The crime, uncovered by the Federal Bureau of Investigation, involved counterfeiting $100 dollar bills by means of a chemical process which he and another suspect, Sylvester Etah, presented to Shi Ching Ke, owner of Mickies
Bar on Saipan, to entice him to invest by providing real paper money.
The businessman then gave $130,000 to the two in exchange for $300,000 in fake hundred dollar bills that the two supposedly would manufacture. But Mr. Shi later on discovered the fraud when he unrolled a sheet of bills containing only chemical-soaked pieces of black colored paper cut to the size of the U.S. currency.
Local police arrested Mr. Tella on May 5 after the karaoke bar owner complained to the Department of Public Safety. He was charged with theft by deception and is now in jail at the DOC in Susupe after the court denied him bail.

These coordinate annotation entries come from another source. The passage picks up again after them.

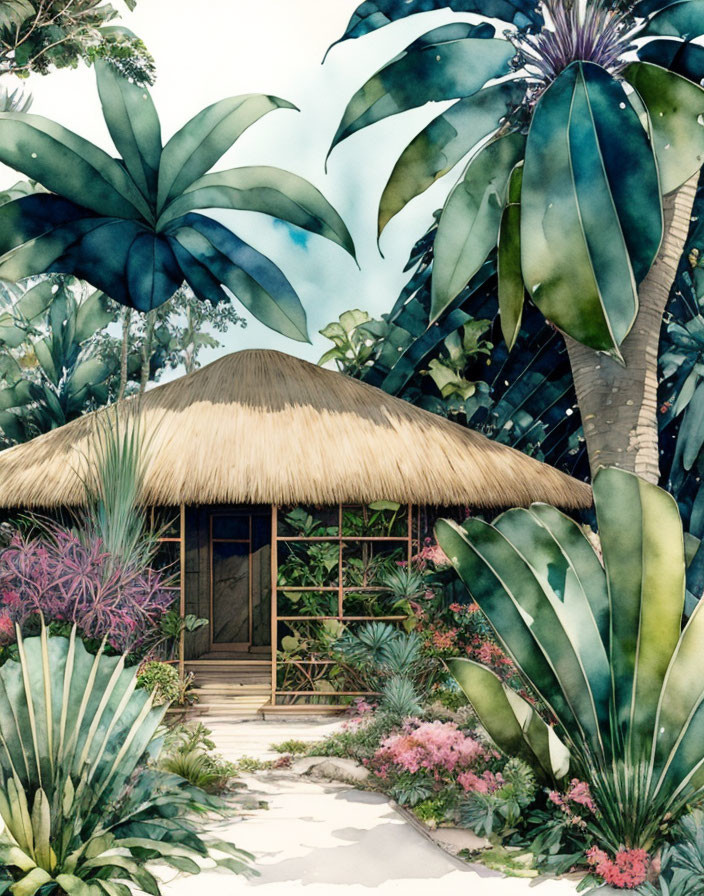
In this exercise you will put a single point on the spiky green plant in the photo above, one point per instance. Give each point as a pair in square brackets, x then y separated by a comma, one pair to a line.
[129, 227]
[602, 646]
[82, 814]
[399, 697]
[115, 466]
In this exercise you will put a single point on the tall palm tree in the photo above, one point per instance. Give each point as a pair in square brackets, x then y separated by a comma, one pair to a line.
[129, 226]
[583, 124]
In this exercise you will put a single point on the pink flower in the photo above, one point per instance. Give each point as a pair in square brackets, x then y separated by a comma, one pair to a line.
[487, 782]
[626, 871]
[578, 792]
[435, 747]
[7, 630]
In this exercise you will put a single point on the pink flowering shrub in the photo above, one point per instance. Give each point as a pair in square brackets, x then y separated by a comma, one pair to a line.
[430, 554]
[576, 803]
[626, 871]
[67, 581]
[428, 757]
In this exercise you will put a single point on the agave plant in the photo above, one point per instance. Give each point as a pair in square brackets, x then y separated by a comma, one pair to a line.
[113, 480]
[576, 122]
[128, 225]
[80, 818]
[602, 647]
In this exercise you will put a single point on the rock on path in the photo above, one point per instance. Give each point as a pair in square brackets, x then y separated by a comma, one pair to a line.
[323, 839]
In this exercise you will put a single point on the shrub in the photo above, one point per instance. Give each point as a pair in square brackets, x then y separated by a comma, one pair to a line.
[500, 811]
[77, 800]
[294, 747]
[682, 861]
[399, 698]
[58, 576]
[189, 752]
[162, 681]
[425, 757]
[359, 739]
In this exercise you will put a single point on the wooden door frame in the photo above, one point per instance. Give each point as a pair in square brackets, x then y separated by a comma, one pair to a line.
[249, 513]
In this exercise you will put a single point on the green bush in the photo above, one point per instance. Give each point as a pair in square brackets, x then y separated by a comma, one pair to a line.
[162, 681]
[294, 747]
[79, 803]
[500, 812]
[359, 742]
[188, 752]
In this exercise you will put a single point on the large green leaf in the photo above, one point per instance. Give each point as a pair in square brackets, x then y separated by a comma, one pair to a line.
[92, 315]
[260, 188]
[69, 165]
[441, 145]
[153, 274]
[682, 57]
[583, 676]
[134, 126]
[684, 19]
[510, 278]
[591, 219]
[254, 280]
[584, 562]
[511, 722]
[373, 14]
[564, 590]
[643, 549]
[193, 150]
[446, 63]
[469, 224]
[484, 577]
[676, 110]
[681, 699]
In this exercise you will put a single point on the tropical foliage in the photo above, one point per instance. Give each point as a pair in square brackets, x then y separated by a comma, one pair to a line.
[548, 183]
[601, 646]
[69, 579]
[82, 814]
[51, 367]
[60, 356]
[189, 751]
[524, 398]
[115, 515]
[129, 227]
[577, 92]
[38, 35]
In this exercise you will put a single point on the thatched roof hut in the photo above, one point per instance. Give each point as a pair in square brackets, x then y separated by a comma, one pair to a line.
[262, 427]
[265, 465]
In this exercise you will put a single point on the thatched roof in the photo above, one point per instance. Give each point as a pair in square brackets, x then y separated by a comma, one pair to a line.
[264, 427]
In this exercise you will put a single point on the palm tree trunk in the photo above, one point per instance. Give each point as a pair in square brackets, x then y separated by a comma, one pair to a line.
[618, 404]
[126, 321]
[149, 325]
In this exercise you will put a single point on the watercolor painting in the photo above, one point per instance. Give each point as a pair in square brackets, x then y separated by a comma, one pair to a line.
[351, 447]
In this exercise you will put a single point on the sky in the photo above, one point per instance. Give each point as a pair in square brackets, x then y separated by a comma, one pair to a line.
[206, 50]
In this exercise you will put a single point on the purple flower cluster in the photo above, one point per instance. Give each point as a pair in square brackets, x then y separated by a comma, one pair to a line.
[68, 580]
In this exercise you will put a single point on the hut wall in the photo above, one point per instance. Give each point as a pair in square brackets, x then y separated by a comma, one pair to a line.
[196, 578]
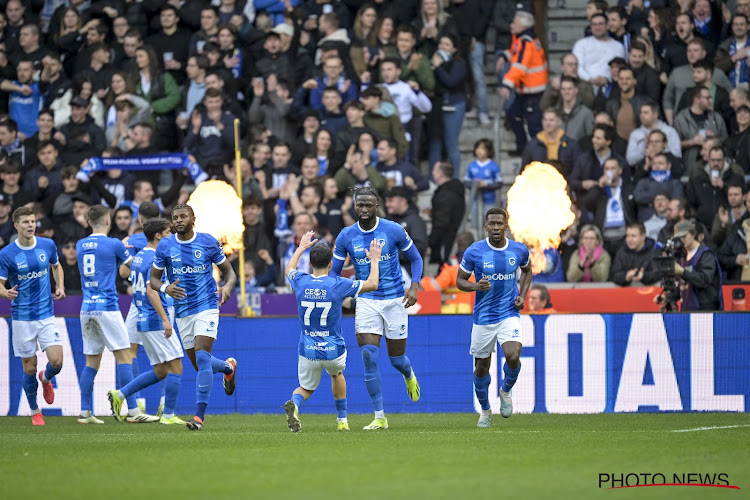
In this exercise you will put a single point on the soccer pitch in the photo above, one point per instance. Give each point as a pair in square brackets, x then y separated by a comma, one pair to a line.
[420, 456]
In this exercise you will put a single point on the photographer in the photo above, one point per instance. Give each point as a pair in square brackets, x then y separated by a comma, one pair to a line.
[701, 290]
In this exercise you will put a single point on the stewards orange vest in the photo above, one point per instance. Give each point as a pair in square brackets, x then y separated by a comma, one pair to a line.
[528, 72]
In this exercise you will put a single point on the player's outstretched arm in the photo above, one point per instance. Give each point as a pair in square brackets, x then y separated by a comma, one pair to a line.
[463, 283]
[306, 242]
[59, 276]
[374, 278]
[524, 284]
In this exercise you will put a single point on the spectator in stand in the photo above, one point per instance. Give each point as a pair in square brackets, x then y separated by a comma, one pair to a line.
[399, 173]
[527, 76]
[700, 272]
[161, 91]
[611, 202]
[730, 212]
[681, 79]
[569, 67]
[658, 220]
[591, 263]
[659, 181]
[707, 188]
[551, 144]
[697, 123]
[577, 119]
[595, 52]
[382, 117]
[734, 253]
[401, 211]
[69, 263]
[649, 121]
[647, 81]
[634, 262]
[538, 300]
[448, 207]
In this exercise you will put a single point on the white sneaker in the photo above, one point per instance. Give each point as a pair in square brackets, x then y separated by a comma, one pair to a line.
[141, 417]
[91, 419]
[485, 419]
[506, 404]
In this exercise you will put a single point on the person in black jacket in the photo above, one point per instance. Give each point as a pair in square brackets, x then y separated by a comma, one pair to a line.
[448, 207]
[633, 262]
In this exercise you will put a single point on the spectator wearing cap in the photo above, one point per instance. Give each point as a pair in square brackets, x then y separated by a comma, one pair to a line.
[658, 219]
[448, 207]
[81, 127]
[399, 209]
[10, 174]
[700, 272]
[7, 229]
[399, 173]
[595, 52]
[383, 118]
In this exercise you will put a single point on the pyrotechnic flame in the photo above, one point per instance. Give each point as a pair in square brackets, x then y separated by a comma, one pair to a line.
[218, 212]
[538, 209]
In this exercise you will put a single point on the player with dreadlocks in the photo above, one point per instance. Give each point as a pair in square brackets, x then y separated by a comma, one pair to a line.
[383, 311]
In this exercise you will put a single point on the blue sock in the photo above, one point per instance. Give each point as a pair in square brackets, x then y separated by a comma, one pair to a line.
[510, 376]
[340, 407]
[220, 366]
[124, 377]
[51, 371]
[372, 375]
[87, 387]
[136, 374]
[30, 386]
[171, 390]
[140, 382]
[298, 400]
[481, 385]
[203, 381]
[402, 364]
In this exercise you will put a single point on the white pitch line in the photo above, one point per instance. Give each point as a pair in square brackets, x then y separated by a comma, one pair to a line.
[715, 427]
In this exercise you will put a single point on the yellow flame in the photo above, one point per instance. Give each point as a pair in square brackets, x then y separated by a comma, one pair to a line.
[538, 209]
[218, 212]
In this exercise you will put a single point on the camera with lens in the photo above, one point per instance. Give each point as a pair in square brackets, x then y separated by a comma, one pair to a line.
[674, 250]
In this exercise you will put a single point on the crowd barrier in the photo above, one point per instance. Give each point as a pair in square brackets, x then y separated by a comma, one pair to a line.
[571, 364]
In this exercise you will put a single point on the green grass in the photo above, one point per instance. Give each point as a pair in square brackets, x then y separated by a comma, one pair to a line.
[421, 456]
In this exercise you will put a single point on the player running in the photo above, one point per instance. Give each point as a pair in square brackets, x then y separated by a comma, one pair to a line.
[26, 263]
[99, 258]
[382, 312]
[188, 258]
[154, 325]
[494, 262]
[321, 342]
[135, 243]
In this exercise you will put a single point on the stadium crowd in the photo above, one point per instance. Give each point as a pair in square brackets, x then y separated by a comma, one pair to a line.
[649, 121]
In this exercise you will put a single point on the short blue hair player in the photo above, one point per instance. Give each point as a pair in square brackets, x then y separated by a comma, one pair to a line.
[494, 262]
[382, 312]
[321, 341]
[188, 258]
[25, 264]
[100, 258]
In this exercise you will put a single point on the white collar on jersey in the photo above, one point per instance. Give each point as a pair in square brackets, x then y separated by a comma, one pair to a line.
[185, 242]
[505, 247]
[28, 247]
[377, 222]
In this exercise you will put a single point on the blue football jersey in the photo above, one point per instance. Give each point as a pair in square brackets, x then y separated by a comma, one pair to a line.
[499, 266]
[319, 305]
[28, 267]
[191, 262]
[354, 241]
[140, 275]
[99, 258]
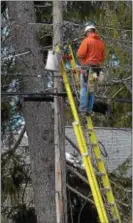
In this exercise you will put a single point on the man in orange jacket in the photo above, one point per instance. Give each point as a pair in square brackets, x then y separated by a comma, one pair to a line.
[91, 53]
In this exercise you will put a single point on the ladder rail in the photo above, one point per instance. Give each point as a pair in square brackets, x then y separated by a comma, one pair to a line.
[83, 149]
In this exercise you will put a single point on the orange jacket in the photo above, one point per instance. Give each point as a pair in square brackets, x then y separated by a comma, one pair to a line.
[91, 50]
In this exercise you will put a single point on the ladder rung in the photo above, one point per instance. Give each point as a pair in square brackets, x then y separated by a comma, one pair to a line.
[105, 189]
[90, 130]
[94, 144]
[99, 159]
[111, 204]
[114, 220]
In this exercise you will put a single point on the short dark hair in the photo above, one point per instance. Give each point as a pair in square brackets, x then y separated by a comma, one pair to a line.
[92, 30]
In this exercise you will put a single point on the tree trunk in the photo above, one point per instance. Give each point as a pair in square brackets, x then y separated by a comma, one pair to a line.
[60, 162]
[38, 115]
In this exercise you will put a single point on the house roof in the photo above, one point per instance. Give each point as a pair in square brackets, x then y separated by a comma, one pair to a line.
[117, 143]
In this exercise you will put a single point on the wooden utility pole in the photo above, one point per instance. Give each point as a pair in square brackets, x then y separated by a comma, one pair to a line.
[60, 163]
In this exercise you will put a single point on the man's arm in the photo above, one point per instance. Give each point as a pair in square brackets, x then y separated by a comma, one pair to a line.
[82, 50]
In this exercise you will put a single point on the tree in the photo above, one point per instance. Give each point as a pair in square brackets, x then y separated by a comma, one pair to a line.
[38, 116]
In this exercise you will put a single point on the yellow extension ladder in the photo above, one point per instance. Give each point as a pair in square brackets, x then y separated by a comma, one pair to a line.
[103, 197]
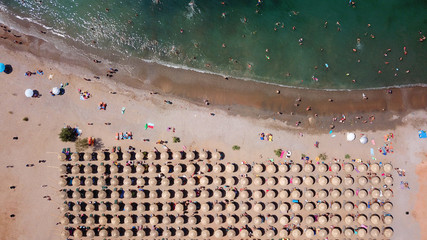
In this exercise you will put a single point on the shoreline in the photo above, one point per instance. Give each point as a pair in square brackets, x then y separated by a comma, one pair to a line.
[245, 97]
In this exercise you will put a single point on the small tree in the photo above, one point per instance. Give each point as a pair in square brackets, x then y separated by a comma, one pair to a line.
[278, 152]
[68, 134]
[323, 156]
[81, 145]
[236, 147]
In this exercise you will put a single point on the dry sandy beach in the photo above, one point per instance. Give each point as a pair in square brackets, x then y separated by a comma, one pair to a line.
[239, 117]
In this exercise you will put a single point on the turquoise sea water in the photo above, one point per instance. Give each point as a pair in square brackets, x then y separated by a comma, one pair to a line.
[151, 30]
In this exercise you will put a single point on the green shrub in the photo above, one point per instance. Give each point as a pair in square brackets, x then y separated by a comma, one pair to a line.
[68, 134]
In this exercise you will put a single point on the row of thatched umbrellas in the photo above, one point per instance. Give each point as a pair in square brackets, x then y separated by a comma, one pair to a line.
[219, 194]
[218, 207]
[233, 232]
[242, 220]
[242, 168]
[139, 156]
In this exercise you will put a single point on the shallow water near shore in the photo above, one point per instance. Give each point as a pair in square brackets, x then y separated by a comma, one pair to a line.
[250, 40]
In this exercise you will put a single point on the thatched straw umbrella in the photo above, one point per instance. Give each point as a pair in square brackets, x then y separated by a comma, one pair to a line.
[322, 207]
[259, 168]
[296, 180]
[127, 181]
[191, 169]
[284, 207]
[245, 207]
[309, 180]
[375, 181]
[87, 156]
[77, 233]
[151, 156]
[62, 156]
[203, 155]
[309, 233]
[308, 168]
[363, 193]
[296, 207]
[336, 232]
[103, 233]
[230, 181]
[348, 206]
[258, 181]
[114, 156]
[77, 220]
[388, 193]
[322, 167]
[335, 206]
[164, 156]
[258, 233]
[309, 193]
[283, 168]
[362, 181]
[388, 232]
[193, 233]
[361, 219]
[65, 233]
[176, 155]
[272, 181]
[75, 169]
[296, 168]
[230, 168]
[323, 194]
[190, 155]
[75, 157]
[348, 167]
[375, 219]
[283, 233]
[336, 181]
[336, 219]
[388, 167]
[335, 193]
[206, 233]
[271, 194]
[258, 207]
[62, 182]
[322, 219]
[375, 232]
[362, 167]
[323, 180]
[309, 206]
[272, 168]
[115, 233]
[349, 232]
[335, 167]
[296, 232]
[309, 219]
[388, 206]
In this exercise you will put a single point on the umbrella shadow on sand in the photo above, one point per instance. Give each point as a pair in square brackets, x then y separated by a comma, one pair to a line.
[8, 69]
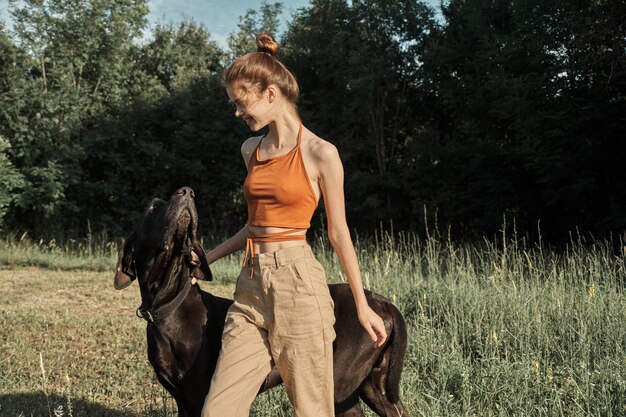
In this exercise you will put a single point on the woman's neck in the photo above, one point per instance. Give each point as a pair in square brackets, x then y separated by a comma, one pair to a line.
[284, 131]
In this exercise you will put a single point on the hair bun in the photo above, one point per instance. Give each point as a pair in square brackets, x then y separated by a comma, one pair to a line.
[266, 43]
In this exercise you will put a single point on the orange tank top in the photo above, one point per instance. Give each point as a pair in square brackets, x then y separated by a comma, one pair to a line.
[279, 194]
[278, 191]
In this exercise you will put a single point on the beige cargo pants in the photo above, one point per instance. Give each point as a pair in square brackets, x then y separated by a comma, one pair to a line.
[282, 315]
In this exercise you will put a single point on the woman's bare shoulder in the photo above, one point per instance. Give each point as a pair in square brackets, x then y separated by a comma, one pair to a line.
[321, 149]
[248, 146]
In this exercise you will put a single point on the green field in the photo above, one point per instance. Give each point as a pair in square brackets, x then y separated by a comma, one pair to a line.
[494, 329]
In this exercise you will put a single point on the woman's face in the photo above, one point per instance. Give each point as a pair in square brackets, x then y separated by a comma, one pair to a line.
[252, 107]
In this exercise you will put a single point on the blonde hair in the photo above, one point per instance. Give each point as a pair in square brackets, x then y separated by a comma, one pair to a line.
[257, 70]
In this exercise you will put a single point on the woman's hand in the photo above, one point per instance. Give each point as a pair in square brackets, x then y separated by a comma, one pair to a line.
[373, 325]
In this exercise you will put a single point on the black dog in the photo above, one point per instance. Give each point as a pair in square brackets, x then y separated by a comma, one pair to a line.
[185, 323]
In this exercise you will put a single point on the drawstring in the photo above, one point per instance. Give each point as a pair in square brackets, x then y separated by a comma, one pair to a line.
[267, 238]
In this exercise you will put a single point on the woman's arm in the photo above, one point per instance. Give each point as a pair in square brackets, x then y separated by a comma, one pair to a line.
[236, 242]
[331, 184]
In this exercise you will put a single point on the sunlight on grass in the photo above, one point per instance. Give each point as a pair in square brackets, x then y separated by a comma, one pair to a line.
[500, 328]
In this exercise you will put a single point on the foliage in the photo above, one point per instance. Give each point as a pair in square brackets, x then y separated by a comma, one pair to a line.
[494, 109]
[501, 328]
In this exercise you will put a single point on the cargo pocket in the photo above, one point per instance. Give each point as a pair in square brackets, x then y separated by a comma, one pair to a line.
[313, 272]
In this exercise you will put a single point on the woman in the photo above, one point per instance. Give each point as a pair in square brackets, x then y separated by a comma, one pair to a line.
[283, 312]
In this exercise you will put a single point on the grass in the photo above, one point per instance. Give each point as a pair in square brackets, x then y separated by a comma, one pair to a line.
[495, 329]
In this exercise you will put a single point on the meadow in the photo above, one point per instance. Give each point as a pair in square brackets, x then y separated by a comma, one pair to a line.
[502, 327]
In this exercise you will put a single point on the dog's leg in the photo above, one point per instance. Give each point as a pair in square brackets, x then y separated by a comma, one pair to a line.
[354, 411]
[373, 392]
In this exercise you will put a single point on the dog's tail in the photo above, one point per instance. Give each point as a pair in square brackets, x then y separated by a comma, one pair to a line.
[397, 350]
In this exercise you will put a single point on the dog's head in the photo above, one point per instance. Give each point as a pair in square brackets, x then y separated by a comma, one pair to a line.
[163, 241]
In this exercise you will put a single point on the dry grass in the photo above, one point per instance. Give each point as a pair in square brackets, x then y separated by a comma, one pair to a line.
[71, 345]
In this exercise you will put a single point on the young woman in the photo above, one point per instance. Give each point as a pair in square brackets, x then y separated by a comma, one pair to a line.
[283, 312]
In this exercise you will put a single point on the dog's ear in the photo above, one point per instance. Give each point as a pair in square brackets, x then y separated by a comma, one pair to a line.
[201, 271]
[125, 271]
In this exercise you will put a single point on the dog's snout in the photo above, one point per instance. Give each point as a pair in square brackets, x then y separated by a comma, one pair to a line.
[186, 191]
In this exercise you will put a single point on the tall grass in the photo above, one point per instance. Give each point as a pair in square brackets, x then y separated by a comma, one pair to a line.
[498, 328]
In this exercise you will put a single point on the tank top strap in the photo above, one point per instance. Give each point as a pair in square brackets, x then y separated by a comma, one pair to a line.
[299, 135]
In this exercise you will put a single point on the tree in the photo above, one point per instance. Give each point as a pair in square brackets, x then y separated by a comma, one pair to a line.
[357, 65]
[73, 63]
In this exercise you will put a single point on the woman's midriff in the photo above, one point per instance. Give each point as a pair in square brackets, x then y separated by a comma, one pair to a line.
[263, 247]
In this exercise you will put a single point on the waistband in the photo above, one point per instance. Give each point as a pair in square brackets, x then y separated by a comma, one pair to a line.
[267, 237]
[283, 257]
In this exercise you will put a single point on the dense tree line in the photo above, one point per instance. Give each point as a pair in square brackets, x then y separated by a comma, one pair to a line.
[481, 111]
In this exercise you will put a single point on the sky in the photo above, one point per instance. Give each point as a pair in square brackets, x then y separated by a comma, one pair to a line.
[219, 16]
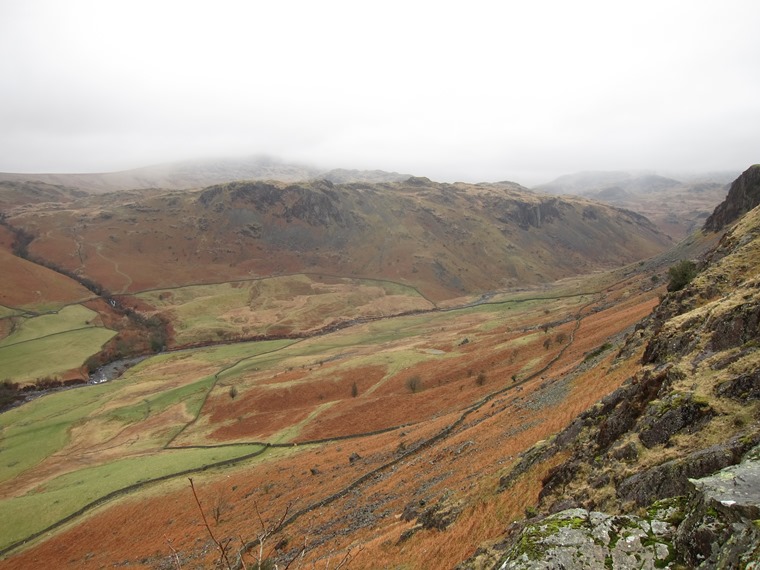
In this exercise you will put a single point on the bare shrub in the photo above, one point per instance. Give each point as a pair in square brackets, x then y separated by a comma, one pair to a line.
[414, 384]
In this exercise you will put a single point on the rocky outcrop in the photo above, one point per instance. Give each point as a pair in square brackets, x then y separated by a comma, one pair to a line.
[721, 528]
[712, 526]
[743, 195]
[671, 479]
[577, 538]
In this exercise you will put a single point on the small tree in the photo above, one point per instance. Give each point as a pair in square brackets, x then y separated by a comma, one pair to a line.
[681, 274]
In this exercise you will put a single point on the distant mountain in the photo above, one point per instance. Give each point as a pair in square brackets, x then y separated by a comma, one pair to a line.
[670, 451]
[447, 239]
[196, 174]
[677, 207]
[743, 196]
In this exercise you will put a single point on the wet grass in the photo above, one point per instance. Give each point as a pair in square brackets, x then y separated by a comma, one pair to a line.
[68, 493]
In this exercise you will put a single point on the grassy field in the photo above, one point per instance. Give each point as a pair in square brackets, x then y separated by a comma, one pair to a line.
[68, 493]
[50, 345]
[276, 305]
[53, 355]
[69, 318]
[67, 449]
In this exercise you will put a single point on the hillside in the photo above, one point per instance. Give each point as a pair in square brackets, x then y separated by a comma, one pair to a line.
[381, 422]
[199, 174]
[448, 240]
[676, 207]
[674, 451]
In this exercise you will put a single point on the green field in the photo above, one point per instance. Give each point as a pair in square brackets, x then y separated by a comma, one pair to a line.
[275, 305]
[49, 345]
[163, 395]
[68, 493]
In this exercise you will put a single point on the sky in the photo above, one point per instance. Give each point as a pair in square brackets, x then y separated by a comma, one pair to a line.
[470, 91]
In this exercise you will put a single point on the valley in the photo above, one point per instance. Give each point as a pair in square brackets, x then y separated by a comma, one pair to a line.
[348, 373]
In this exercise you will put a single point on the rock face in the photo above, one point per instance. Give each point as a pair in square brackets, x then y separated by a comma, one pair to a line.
[577, 538]
[742, 197]
[714, 526]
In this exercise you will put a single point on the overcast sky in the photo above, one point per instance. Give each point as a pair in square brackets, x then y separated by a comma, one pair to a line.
[471, 91]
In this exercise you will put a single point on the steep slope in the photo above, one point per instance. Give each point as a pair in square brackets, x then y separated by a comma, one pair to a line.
[677, 207]
[743, 195]
[448, 240]
[691, 410]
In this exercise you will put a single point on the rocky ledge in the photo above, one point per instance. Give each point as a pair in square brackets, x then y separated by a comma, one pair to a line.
[717, 525]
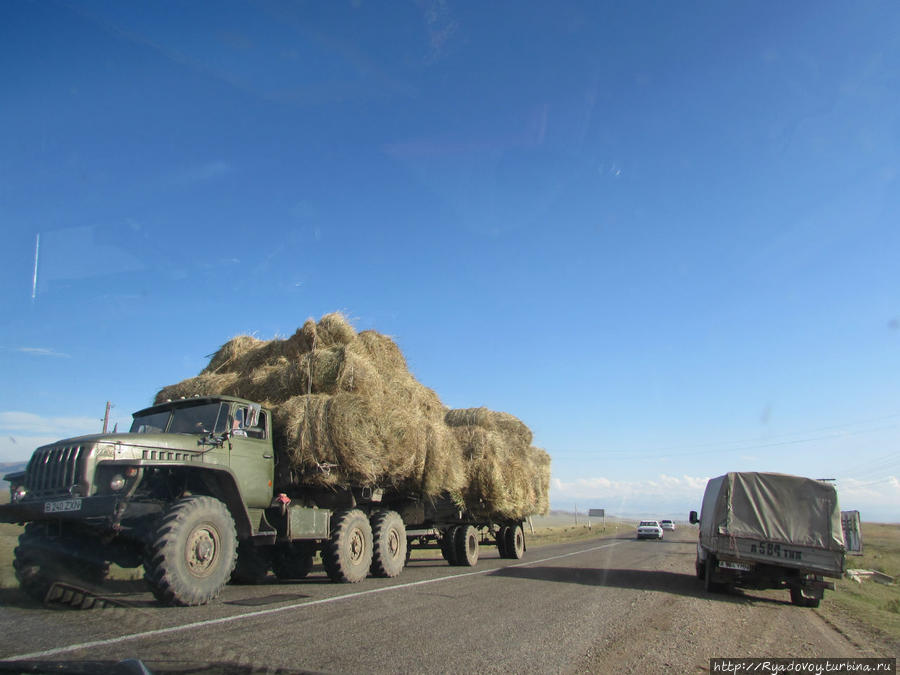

When he was investigated by the FBI, he admitted defrauding the businessman as per instruction from Mr. Etah who called him up from Korea before his arrest which came just hours before he was scheduled to depart Saipan.
FBI agents recovered $39,000 in U.S. currency, several chemicals and other miscellaneous products during a search at his room in Paradise Hotel.
The wire fraud charge, a felony, carries a maximum penalty of five years imprisonment.